Did the Christmas Bird Count Today
Today I participated in the 57th Saint Bonaventure Christmas Bird Count or also known as the 107th Audubon Count. Tonight the group reflected the past 57 years in counting birds in this circle. I learned that Dr. Eaton has participated in every St. Bonaventure count since he started it back in 1950. He told us that “back in the early years that they would be happy with 20 species of birds”. Over time they slowly increased their numbers which currently averages around 50 species. With low numbers this year we found ourselves discussing better optics and other ways to increase our numbers (like taking a boat down the Allegheny River).

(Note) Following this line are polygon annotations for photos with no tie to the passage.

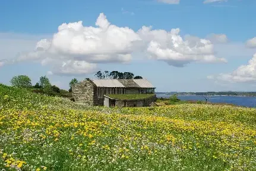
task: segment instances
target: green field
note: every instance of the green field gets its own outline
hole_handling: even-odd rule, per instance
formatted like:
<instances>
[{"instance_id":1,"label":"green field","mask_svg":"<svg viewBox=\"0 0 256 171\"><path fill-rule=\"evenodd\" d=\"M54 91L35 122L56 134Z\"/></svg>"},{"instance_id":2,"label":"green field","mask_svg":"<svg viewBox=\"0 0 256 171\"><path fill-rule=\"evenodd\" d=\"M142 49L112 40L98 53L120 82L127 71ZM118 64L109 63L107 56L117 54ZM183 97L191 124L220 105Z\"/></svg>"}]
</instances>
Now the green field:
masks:
<instances>
[{"instance_id":1,"label":"green field","mask_svg":"<svg viewBox=\"0 0 256 171\"><path fill-rule=\"evenodd\" d=\"M121 100L138 100L149 98L154 94L115 94L115 95L107 95L108 96Z\"/></svg>"},{"instance_id":2,"label":"green field","mask_svg":"<svg viewBox=\"0 0 256 171\"><path fill-rule=\"evenodd\" d=\"M256 110L86 107L0 85L0 170L256 170Z\"/></svg>"}]
</instances>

My day started today in section 3 with an American Kestrel stirring up 70 European Starlings. I then hiked through the woods for an hour with only a handful of chickadees. Hmm, so is this what the day is going to be like?? Quickly I learned that this year we needed to work for our birds but working hard would result in good birds!! I did have many new finds for my section and satisfied in the total numbers of birds that I observed.
The Cattaraugus County Bird Club as a team recorded 40 species and individually counted 3026 different birds. I was able to see 28 of those 40 species in 2 of the 6 sections within the circle. These numbers are much lower than our typical 50 species days from years past. I would have to believe that these numbers are low because of the unusual warmer temperatures and I can’t wait to see how other circles have or will do this season.
In between counting birdies, I did find many photographing opportunities but for most of the morning I was having all kinds of problems with my camera. Ever try taking pictures with a 400mm lens with it manually set on F22 ? When the sun came out, most everything was strongly washed out due to the auto ISO requiring it to be set on 1600. It wasn’t until I completed section 3 and move over to section 1 that I realized my F stops were so high!! I missed some very close encounters of a Golden Crowned Kinglet showing its colors on his head. I also missed out on numerous Sparrows and Chickadees that came close to investigating my pishing. The only picture which I would say was acceptable to publish was this Common Merganser. A good rule of thumb is once your camera is working again, the birds will not cooperate like this White-breasted Nuthatch mooning us.
I will include all 28 species that I saw in the comments box. I can’t wait to see how everyone else did.